In the name of competitiveness: a discursive institutionalist analysis of the EU’s approach to labour market structural reform, 2007–2016
This article explores the evolving interplay between different discourses on competitiveness, on the one hand, and different approaches to labour market reform on the other, all in the context of the European Union policymaking during the last decade (2007–2016). It asks how the idea of competitiveness has been used in EU policymaking in order to legitimize reforms in labour markets. Theoretically, the article builds on the discursive turn in institutional research. Methodologically, it applies a clause-based semantic text analysis of the Council’s country-specific recommendations on labour market policy issued to a selection of 10 Eurozone Member States. By developing this temporal comparative analysis, the article seeks to trace the potential impact of the euro crisis on the uses of the idea of competitiveness in labour market policy. The resulting analysis sheds light on the institutionally embedded perception of international competitiveness that prioritizes the cost-based (rather than quality-based) elements of the notion.

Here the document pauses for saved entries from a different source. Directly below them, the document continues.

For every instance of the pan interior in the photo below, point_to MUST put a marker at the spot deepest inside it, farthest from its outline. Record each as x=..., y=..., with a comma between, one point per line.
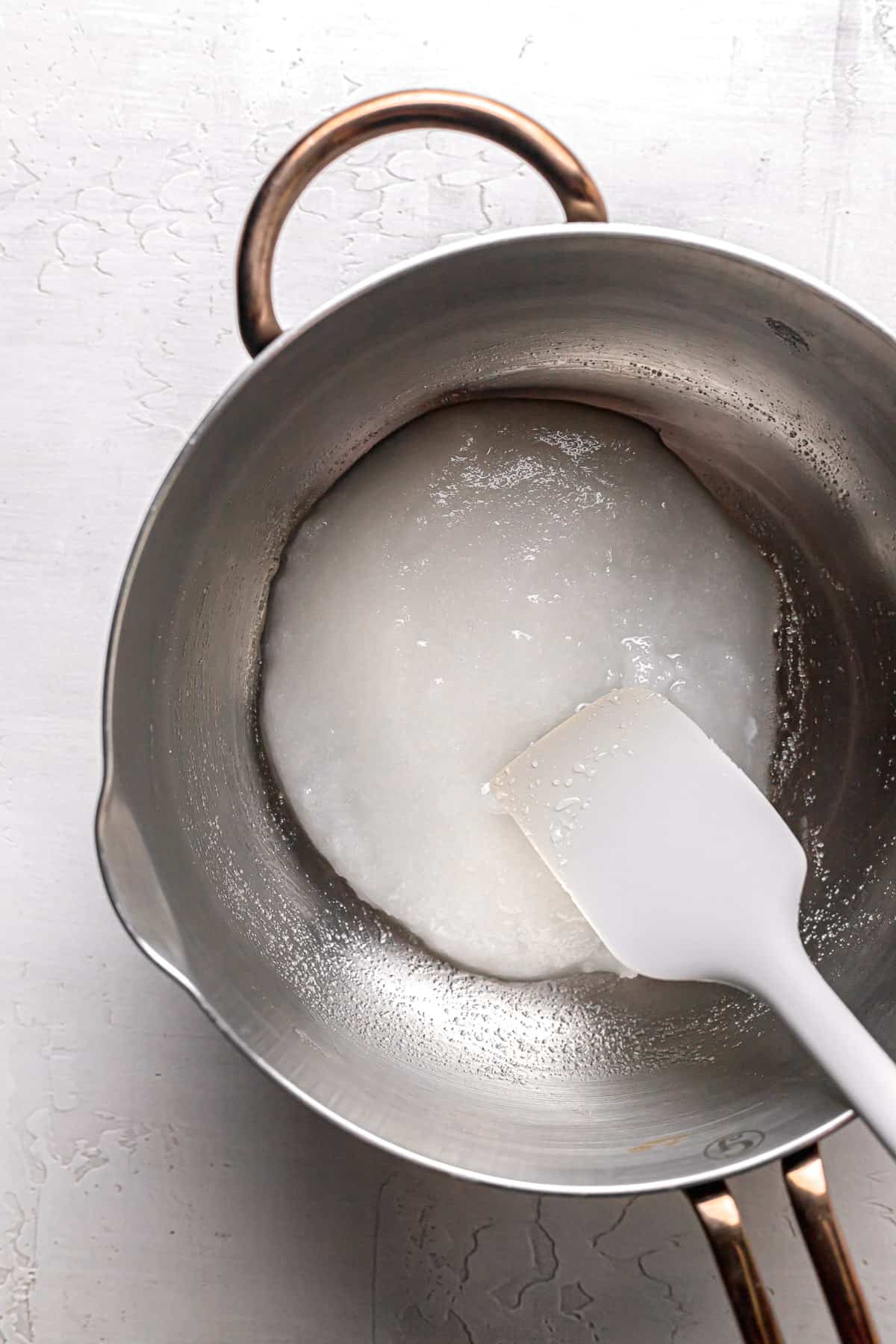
x=778, y=398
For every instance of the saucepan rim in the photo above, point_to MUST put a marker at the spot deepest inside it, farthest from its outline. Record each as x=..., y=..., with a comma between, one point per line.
x=119, y=893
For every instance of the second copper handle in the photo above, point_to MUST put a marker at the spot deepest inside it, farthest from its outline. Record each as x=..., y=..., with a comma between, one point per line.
x=721, y=1219
x=417, y=108
x=808, y=1189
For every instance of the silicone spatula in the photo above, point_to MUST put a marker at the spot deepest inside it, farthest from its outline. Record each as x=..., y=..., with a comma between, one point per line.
x=687, y=871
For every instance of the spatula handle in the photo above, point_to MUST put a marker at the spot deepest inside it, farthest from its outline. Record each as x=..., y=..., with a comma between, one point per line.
x=845, y=1050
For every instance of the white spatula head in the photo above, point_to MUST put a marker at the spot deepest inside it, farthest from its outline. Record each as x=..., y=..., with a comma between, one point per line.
x=687, y=871
x=672, y=853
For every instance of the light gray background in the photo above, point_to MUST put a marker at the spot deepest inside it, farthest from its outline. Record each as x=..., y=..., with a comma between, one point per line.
x=153, y=1187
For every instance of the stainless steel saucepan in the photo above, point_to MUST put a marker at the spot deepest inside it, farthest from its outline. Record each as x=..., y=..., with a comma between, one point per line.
x=782, y=396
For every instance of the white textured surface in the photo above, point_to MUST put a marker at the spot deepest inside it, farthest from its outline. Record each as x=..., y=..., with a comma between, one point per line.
x=505, y=562
x=153, y=1187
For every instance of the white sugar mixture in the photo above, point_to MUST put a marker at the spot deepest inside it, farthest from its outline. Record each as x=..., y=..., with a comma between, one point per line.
x=470, y=582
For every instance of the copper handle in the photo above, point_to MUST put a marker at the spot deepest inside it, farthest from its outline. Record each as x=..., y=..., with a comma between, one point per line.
x=722, y=1223
x=808, y=1189
x=417, y=108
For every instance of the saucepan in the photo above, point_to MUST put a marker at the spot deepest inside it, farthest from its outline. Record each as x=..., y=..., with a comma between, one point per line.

The cost-based framing of competitiveness tends to assume — implicitly or explicitly — a trade-off between labour market and welfare policies aimed at social protection, on the one hand, and increases in competitiveness, on the other. It understands, for instance, that because the provision of social security increases workers’ wages and therefore implies additional costs to firms through higher social contributions, it hampers comparative advantages associated with lower labour costs; or while the institution of social rights protects workers from adverse conditions, it also limits the flexibility with which they can respond to market changes.